2点目はアメリカ軍と戦うことに適した兵器が映像に登場していない点だ。アメリカ軍でも迎撃が難しいとされる極超音速ミサイルやアメリカの空母への攻撃も可能とされる「空母キラー」東風21Dがみられなかった。専門家は台湾本島をめぐり台湾軍と戦うことを想定した訓練ではあっても台湾を支援に来たアメリカ軍と正面から戦うことを想定した訓練にはなっていなかったと見ている。

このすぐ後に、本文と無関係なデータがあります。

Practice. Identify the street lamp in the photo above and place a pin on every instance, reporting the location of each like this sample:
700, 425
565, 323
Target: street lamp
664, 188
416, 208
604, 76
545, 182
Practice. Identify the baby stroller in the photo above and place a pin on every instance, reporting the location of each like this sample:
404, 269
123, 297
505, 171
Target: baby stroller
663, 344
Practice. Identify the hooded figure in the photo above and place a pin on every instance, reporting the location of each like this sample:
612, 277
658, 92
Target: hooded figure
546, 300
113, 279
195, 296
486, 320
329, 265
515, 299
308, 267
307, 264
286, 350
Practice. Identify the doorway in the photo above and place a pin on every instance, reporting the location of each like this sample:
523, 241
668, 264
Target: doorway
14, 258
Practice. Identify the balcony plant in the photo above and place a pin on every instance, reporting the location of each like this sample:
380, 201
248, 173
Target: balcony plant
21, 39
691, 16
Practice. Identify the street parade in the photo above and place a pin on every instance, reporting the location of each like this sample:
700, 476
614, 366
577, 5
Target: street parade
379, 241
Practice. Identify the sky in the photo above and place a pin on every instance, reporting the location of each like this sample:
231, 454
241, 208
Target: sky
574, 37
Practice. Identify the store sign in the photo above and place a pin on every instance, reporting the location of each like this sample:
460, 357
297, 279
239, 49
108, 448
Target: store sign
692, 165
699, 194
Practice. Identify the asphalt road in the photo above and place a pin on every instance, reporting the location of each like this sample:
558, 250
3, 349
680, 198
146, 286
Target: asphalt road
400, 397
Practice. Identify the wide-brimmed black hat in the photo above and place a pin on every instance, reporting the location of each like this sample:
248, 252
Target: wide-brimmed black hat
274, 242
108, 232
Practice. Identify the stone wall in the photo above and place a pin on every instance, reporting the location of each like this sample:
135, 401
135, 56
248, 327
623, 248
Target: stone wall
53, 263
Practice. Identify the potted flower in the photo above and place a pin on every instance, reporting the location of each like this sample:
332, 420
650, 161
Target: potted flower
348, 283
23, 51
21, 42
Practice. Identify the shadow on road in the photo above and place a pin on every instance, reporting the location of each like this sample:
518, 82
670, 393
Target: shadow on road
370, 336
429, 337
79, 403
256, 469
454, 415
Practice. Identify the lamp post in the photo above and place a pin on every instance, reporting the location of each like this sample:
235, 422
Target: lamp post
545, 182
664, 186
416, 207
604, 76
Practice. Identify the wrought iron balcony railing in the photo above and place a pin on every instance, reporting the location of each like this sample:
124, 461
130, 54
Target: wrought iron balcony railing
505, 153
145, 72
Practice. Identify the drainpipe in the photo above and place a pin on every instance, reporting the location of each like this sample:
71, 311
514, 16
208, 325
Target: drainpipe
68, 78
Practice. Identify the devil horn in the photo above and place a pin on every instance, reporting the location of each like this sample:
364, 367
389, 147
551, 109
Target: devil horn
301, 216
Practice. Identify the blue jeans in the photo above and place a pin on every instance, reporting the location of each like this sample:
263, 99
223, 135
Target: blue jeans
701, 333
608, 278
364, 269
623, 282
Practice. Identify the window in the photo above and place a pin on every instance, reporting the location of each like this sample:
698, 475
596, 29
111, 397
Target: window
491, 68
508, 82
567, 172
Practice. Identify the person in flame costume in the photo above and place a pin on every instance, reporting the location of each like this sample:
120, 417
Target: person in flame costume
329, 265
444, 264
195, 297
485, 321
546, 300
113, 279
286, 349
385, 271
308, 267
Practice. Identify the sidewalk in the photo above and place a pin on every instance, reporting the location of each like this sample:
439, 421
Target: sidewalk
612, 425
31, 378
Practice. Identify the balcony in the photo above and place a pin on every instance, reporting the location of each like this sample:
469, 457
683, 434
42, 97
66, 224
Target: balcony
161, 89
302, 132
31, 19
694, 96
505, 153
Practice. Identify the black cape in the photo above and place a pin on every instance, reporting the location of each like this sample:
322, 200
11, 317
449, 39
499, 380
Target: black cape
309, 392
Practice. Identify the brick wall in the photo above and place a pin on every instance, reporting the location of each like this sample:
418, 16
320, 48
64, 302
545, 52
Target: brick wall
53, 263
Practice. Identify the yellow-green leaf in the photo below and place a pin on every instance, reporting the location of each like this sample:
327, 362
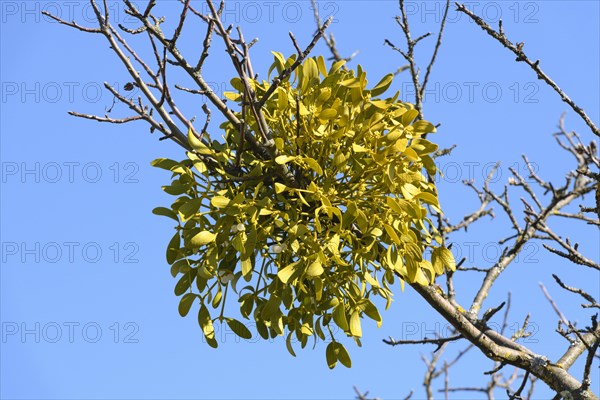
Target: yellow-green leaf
355, 328
202, 238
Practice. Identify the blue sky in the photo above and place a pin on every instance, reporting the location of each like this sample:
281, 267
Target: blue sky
87, 303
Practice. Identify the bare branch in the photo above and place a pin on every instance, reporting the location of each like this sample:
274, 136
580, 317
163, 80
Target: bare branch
535, 65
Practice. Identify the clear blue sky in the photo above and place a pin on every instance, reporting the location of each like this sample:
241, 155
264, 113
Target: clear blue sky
87, 303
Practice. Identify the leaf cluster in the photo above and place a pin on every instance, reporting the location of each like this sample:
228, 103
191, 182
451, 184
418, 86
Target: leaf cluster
312, 252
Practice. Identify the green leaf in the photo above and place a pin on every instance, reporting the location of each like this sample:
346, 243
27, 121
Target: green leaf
371, 311
422, 126
313, 164
288, 344
285, 274
205, 322
176, 189
239, 328
220, 201
408, 117
442, 258
202, 238
165, 212
342, 355
189, 208
184, 283
232, 96
427, 198
339, 316
383, 85
247, 267
197, 144
311, 70
279, 187
186, 303
173, 248
271, 307
355, 328
328, 114
330, 355
284, 159
315, 268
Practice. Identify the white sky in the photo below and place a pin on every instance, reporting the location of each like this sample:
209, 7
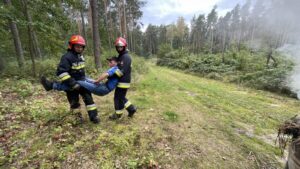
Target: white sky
157, 12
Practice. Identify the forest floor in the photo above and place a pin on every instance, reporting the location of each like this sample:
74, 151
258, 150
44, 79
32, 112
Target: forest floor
183, 121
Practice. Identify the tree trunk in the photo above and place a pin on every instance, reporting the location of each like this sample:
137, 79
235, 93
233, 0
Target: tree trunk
110, 28
106, 24
96, 35
33, 49
31, 32
83, 22
16, 38
1, 63
124, 19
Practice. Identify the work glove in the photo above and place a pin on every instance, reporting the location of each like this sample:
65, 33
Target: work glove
76, 87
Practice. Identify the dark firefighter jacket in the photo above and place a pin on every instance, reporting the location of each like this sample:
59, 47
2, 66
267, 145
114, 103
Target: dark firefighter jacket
71, 68
124, 64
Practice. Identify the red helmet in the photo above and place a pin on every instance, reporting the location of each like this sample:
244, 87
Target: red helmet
120, 42
76, 39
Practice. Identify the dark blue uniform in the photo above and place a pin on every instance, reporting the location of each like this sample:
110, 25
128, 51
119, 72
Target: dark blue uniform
120, 100
69, 70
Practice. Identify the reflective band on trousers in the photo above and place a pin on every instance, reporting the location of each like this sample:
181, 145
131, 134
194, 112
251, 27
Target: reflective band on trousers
119, 112
119, 73
78, 67
75, 111
91, 107
123, 85
64, 76
127, 104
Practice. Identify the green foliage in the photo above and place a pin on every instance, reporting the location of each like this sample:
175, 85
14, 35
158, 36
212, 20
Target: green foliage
240, 67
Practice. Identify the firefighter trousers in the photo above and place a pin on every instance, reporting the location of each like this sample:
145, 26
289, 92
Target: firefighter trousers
73, 98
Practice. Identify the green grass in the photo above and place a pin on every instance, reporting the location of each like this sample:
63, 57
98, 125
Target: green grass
183, 121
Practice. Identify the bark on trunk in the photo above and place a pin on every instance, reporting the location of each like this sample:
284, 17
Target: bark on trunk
16, 38
96, 35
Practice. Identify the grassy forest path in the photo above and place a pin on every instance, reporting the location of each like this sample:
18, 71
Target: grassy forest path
183, 121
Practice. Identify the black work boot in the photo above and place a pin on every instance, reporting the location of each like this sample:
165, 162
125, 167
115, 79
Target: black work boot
46, 83
79, 118
93, 116
95, 120
115, 116
131, 110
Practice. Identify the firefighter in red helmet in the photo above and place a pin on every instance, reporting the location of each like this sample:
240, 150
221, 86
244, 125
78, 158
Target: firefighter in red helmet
124, 64
70, 69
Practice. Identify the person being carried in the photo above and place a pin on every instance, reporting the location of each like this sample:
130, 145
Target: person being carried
97, 87
70, 69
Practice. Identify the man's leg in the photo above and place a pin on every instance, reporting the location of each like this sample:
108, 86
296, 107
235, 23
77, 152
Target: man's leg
90, 105
122, 102
98, 89
73, 98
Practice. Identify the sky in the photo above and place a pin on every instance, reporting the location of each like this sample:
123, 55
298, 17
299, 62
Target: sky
157, 12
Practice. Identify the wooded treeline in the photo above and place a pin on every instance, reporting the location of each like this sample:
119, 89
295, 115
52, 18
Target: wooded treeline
36, 29
256, 25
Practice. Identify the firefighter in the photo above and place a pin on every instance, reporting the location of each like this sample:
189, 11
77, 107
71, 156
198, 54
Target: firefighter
124, 64
70, 69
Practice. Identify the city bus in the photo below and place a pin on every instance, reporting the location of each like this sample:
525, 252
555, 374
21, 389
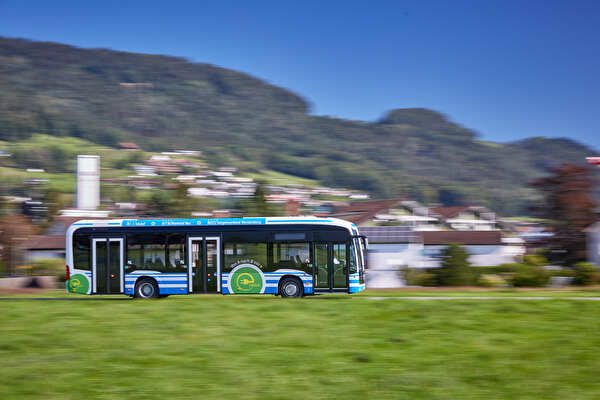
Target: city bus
148, 258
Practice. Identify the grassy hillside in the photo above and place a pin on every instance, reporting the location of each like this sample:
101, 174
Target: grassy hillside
326, 347
162, 102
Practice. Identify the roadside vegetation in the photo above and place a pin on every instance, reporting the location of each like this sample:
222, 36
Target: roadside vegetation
214, 347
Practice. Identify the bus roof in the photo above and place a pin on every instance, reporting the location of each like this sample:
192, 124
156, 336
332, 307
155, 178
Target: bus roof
211, 222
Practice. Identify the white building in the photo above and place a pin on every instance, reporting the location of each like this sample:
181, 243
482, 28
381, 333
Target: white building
88, 182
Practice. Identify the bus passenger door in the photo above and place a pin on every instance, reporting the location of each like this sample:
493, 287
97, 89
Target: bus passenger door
330, 271
321, 269
204, 264
107, 265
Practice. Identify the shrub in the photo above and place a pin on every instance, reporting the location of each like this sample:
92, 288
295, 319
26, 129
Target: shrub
50, 266
491, 280
586, 274
529, 276
455, 270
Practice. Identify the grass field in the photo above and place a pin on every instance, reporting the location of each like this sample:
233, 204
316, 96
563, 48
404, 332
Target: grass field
251, 347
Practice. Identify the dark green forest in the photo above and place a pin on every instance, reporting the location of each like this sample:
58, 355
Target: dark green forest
168, 103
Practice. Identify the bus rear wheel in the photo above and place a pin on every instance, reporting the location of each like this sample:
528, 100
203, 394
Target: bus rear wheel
146, 289
290, 287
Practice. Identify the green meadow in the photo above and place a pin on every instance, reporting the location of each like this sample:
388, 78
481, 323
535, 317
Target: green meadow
320, 347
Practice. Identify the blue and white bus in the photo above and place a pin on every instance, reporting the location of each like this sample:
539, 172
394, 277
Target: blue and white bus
287, 256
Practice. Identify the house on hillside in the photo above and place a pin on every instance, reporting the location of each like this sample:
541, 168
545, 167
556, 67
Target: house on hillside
389, 212
466, 218
593, 243
392, 248
485, 248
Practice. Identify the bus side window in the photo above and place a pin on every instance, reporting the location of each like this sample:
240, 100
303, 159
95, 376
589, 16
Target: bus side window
292, 256
146, 252
81, 252
352, 264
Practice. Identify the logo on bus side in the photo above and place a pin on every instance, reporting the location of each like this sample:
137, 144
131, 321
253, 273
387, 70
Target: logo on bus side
78, 284
246, 277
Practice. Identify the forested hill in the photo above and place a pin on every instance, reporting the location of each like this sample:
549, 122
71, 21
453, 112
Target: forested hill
162, 102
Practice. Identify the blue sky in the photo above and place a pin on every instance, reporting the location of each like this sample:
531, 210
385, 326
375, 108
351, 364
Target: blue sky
507, 70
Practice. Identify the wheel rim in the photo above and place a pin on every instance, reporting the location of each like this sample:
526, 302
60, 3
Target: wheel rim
290, 289
147, 290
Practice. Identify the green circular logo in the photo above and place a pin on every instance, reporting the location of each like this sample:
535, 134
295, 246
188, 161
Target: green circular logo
246, 278
78, 284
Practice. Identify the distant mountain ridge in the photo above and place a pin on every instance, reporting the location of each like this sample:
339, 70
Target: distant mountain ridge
164, 102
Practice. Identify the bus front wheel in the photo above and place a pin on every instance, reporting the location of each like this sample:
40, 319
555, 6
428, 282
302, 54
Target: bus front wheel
290, 287
146, 289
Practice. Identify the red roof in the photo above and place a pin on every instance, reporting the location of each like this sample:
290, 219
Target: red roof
128, 145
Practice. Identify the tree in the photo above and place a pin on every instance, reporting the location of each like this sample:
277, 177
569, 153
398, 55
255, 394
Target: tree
14, 232
568, 203
455, 270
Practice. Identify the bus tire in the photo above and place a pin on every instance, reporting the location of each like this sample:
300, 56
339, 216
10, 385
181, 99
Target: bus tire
146, 289
290, 287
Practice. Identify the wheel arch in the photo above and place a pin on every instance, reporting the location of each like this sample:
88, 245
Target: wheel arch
290, 276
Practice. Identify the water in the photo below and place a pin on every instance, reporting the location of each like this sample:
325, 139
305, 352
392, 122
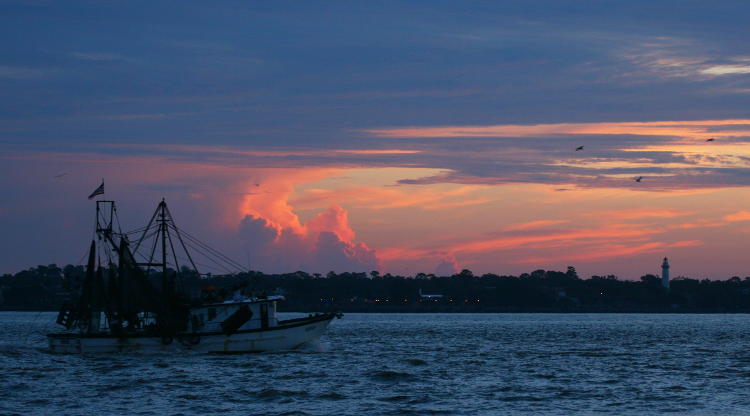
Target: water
393, 364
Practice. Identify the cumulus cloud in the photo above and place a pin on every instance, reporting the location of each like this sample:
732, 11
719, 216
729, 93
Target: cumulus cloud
447, 267
322, 244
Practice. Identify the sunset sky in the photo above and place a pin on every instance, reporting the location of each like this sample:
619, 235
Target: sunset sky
405, 137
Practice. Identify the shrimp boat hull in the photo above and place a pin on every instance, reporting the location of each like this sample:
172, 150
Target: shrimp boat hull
288, 335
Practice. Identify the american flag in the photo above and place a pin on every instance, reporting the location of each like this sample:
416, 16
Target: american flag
97, 191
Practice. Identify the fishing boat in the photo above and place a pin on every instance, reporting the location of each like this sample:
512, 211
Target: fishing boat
127, 305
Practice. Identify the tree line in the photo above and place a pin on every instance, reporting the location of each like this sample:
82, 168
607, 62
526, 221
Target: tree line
48, 287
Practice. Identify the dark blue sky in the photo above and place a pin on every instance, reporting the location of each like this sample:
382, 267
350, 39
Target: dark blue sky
199, 101
303, 73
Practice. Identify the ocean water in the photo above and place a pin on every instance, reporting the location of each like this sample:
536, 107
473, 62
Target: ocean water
406, 364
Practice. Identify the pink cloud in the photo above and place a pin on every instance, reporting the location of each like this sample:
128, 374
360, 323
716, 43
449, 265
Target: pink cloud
692, 129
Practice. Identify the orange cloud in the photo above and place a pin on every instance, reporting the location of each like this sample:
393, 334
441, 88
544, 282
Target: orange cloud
380, 198
639, 213
533, 224
738, 216
692, 129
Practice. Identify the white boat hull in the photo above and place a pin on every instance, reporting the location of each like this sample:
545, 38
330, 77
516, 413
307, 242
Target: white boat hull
286, 336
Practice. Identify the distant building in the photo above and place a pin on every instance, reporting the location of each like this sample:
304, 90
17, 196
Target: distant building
665, 274
429, 297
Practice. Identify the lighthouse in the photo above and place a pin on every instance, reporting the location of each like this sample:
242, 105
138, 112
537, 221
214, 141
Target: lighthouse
665, 274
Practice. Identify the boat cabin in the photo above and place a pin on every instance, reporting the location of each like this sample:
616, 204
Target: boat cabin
234, 315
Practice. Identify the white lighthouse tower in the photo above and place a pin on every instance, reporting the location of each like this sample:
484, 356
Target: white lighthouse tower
665, 274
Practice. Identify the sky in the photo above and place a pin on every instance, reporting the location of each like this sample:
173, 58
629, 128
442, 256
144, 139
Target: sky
404, 137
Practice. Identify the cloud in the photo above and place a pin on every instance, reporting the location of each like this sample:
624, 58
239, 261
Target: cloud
448, 266
278, 241
726, 70
688, 128
318, 248
533, 224
738, 216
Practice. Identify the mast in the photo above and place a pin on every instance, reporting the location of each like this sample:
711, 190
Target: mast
163, 228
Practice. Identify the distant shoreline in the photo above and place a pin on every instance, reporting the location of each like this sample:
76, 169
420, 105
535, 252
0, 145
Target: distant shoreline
487, 311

3点目は今回の演習がその報道も含めてかなり前から準備されていた痕跡が見られる点だ。国営メディアが報じたアニメーションでは初日に発射した弾道ミサイルの台湾東側の海域への落下地点が示されている。ただ、実際に落ちた場所は違っており、日本の防衛省の発表では少なくとも2カ所、着弾地点が食い違っている。演習では当日の天候などにより着弾の場所を変えることもありえるから成功、失敗の区別はできないが、少なくともここからわかることはこのアニメーションが事前に準備されていたという点だ。専門家はこうした演習に関しての報道内容も含めてかなり前から周到に準備されていたものでこれだけ大がかりな演習は最高指導部への決裁も含めて少なくとも数ヶ月を要したと予測する。
つまり、中国軍は台湾侵攻能力を試すためにかなり前から演習を準備していてペロシ下院議長の台湾訪問はむしろこれを実行に移す絶好の機会となったという見方もできる。専門家は今回の演習を境に中国軍が台湾海峡の中間線を突破することや台湾上空を飛び越えてミサイルを撃つことをもはや「タブー視」しないという東アジアの安全保障環境が新常態に入ったとみている。ただ、演習がアメリカ軍との正面決戦を想定していなかった点や中国軍が台湾に肉薄したことが、しきりと強調されていた点などを見ればあくまで台湾に武力を用いずに屈服させたいという基本線は変わっていないと考えられる。ただ、10月の共産党大会を経てさらに強硬姿勢を強める可能性は多いにある。中国軍が今回の演習を経てさらに自信を深める中で今後、台湾侵攻の新たな青写真を見せてくるのか注視する必要がある。